One decision that caught county officials by surprise was that D’Amico was granted an “unlimited increase in the number of off-site employees.”
Saying that D’Amico’s business was a “grandfathered” use that predated county planning and zoning laws, Casseaux also granted an unlimited increase in the number of on-site administrative and monitoring employees who do not engage in security guard activities or weapons training.
A limit of 21 security personnel working on or from the site was allowed in the decision.
Use of D’Amico’s home was allowed for offices, conferences, dispatch communications to security patrols, restrooms, kitchen for food service and for sleeping overnight.
Firearms training
Firearms training will be allowed at one of D’Amico’s two firing ranges on the site but only for his security guards.
The decision allows D’Amico to train his existing security services staffers, who are required to practice shooting to qualify for state certification.
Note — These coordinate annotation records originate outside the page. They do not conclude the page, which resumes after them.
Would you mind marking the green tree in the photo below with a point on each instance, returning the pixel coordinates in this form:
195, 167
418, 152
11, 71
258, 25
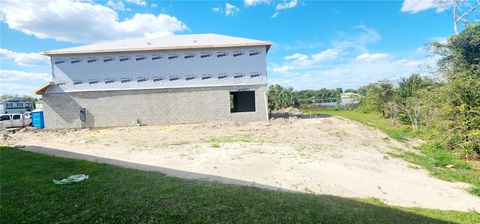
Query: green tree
460, 66
280, 97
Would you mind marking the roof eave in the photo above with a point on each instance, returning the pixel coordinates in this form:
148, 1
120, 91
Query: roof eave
52, 53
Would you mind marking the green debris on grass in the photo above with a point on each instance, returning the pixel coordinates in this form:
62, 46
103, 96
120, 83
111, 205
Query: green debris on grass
122, 195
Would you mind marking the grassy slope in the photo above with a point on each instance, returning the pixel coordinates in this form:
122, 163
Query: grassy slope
433, 158
120, 195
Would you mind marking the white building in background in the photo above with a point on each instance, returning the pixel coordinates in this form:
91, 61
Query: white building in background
176, 79
350, 98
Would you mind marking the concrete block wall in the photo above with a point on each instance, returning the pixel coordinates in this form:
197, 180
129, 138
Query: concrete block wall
154, 106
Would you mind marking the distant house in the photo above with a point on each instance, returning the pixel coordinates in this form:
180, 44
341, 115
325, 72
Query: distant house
349, 98
14, 106
171, 80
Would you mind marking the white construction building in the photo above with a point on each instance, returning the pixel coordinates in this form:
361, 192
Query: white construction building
170, 80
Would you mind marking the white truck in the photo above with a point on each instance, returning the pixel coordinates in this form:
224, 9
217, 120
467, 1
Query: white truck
14, 120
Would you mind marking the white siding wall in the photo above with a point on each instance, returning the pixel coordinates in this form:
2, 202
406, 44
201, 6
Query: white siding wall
67, 72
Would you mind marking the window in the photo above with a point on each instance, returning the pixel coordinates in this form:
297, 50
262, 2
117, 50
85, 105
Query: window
139, 58
254, 75
252, 53
237, 76
242, 101
221, 54
237, 53
205, 55
74, 61
156, 57
90, 60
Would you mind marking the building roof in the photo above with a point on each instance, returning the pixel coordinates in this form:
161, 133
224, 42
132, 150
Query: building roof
190, 41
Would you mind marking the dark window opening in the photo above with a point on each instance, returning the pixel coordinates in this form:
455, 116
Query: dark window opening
242, 101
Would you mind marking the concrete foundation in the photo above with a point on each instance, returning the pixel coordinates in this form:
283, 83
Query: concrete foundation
148, 107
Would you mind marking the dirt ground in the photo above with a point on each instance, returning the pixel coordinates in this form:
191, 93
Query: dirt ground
327, 155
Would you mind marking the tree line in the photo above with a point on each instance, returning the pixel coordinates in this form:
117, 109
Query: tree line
446, 103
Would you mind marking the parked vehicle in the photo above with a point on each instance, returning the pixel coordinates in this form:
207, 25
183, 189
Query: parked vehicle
15, 120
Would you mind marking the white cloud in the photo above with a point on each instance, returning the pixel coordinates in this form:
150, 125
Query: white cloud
358, 40
298, 59
256, 2
326, 55
372, 57
283, 69
351, 74
15, 75
23, 59
117, 5
76, 21
414, 6
137, 2
231, 9
286, 5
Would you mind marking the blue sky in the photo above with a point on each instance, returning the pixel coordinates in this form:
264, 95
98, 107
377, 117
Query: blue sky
316, 44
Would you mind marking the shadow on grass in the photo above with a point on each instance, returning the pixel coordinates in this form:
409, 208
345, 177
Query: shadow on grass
120, 195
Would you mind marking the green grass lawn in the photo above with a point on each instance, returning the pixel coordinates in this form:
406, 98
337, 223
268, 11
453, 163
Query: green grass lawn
393, 129
433, 157
121, 195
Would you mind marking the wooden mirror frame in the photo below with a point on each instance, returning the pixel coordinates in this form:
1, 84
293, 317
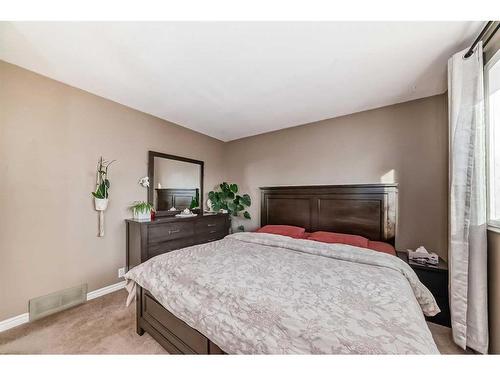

In addition, D’Amico can use a helicopter landing pad for guard dog transportation and other emergency uses, such as Airlift Northwest landings to pick up area car crash victims to take to Harborview Medical Center in Seattle.
Also allowed in Casseaux’s decision is use of the training center’s pier on Discovery Bay, where D’Amico can train security employees who do boat patrol and protect Navy vessels moored in Puget Sound.
Scalf said Casseaux’s decision was “consistent” with the position his Department of Community Development took back in 2005 when it inspected Fort Discovery and banned the use of the structures, also opposing use by personnel outside the company’s security business.
“It was the Navy that we were concerned about,” Scalf said.
Under the decision, D’Amico would be required to obtain a county conditional use permit to train any military personnel.
“It’s not a win or lose, it’s a clarity thing,” Scalf said. “We recognize his business and now he’s gotten it identified by the hearing examiner.
“The case is closed in our minds.”
Gabe Ornelas, an east Discovery Bay resident who helped form a group opposing D’Amico’s military training uses, Discovery Bay Alliance, said he saw Casseaux’s decision as succinct.
“I personally feel it was based on evidence and testimony as to the legality of that company as to what it was doing in 2005,” before there was any military training taking place, Ornelas said.
Contrary to what D’Amico’s attorneys stated at the last county hearing examiner hearing on the matter, Ornelas said, “Not one of us said we wanted to destroy the company. We have never said that.”
Ornelas added, speaking for himself, “This most recent decision has allowed us, the community, some security in regaining our quality of life on the bay.”